Devil’s Pulpit | Finnich Glen, Scotland

waterfall at devil's pulpit

At the beginning of the month I got the chance to visit a beautiful gorge in Scotland. It’s “real” name is Finnich Glen but it’s also known as the devil’s pulpit. Rumour has it that satan himself used to preach to the monks down there… interesting. I’d always wanted to go to the devil’s pulpit but heard it was a bit dangerous with the slippy rocks and stuff so I never risked going on my own. Knowing my luck, I’d fall down a ditch and end up stuck for weeks before someone found me. But luckily, my new friend Jade (who I met on my bus journey home from England) was down for the adventure. And adventure it was…

Chloe and Jade about to go to devil's pulpit

When we arrived at the location Google had brought us to, we realised there were no signs or even suggestions as to where the devil’s pulpit actually was. We followed the sound of the water, climbed through a hole in the fence and walked along a really muddy path until we found the gorge. Looking over the edge we wondered how the hell we were going to get down to the bottom.

view of devil's pulpit from the top

We came across a creepy looking set of stairs and tried to walk down them. The stairs were all muddy and slippery because of the rain but the ropes tied to the trees in between helped us survive. I was shaking with fear as we walked down, trying my best not to slip and die. Neither of us were dressed for the occasion- I was wearing a white t-shirt and trainers. I don’t think we realised how much of an escapade it was actually going to be. We reached an extremely narrow opening at the end of the stairs, where there was nothing to hold onto. It looked far too dangerous to continue so we climbed back up and continued walking.

climbing down the stairs to devil's pulpit
Climbing down the stairs. It got WAY more intense further down. (apologies for the fear-blurred photos)

We got to the end of the “trail” and finally managed to get down to the water, except it was miles from where we wanted to be. We’d seen people paddling amongst the trees when we were looking down from the top. I suggested we walked down the river to get there. That was until I put my bare foot in and almost froze to death. That water was so cold that it was painful.

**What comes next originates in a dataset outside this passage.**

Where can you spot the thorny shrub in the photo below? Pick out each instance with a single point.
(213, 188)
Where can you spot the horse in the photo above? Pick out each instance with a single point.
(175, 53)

foot on rock at devil's pulpit

We quickly crossed the river to get to the other side of the gorge, walked back uphill and continued on our journey. To cut a long story short, we got stuck in various compromising positions trying to find a safe path to where we wanted to be. This included climbing on our hands and knees. I even used my jacket as a safety blanket so we could climb over a barbed wire fence. That was some Lara Croft shit.

dirty hands from climbing at the devil's pulpit

We never did find a way down so we went back to the beginning and asked some passersby. Turns out those creepy stairs were the only way down, so we bit the bullet and went for it. There were people coming up as we were going down which was terrifying. We had to just hang onto a giant rock for dear life whilst they passed. It was really, really scary and messy but we finally made it down. And it was SO worth it. It is such a beautiful place and so mystical. The trouble we had getting down there made it even more special.

chloe walking through devil's pulpit water

Some tips before you head off

If you ever plan to go to the devil’s pulpit, here are some tips:

  • From the car park, walk left along the main road until you get to a little bridge. You’ll then see a hole in the fence with some steps. Follow that path, staying right-ish and walk for around 5-10 minutes until you reach the stairs.
  • Wear PROPER walking shoes with good grip
  • Take wellies or swim shoes and a towel if you want to go in the water. I’m not exaggerating when I say it is BALTIC. I couldn’t keep my feet in for longer than 20 seconds at a time.
  • Wear old clothes and expect to get really, really dirty. (I had to throw my shoes out afterwards because they were so disgusting. I walked in some extremely deep mud on the way out and no washing machine was ever going to save them, ha ha.)
  • Take lots of water and snacks. It’s a short but pretty hardcore walk and quite a workout.

I hope you enjoyed this post. I look forward to sharing more of my adventures around Scotland in the coming weeks.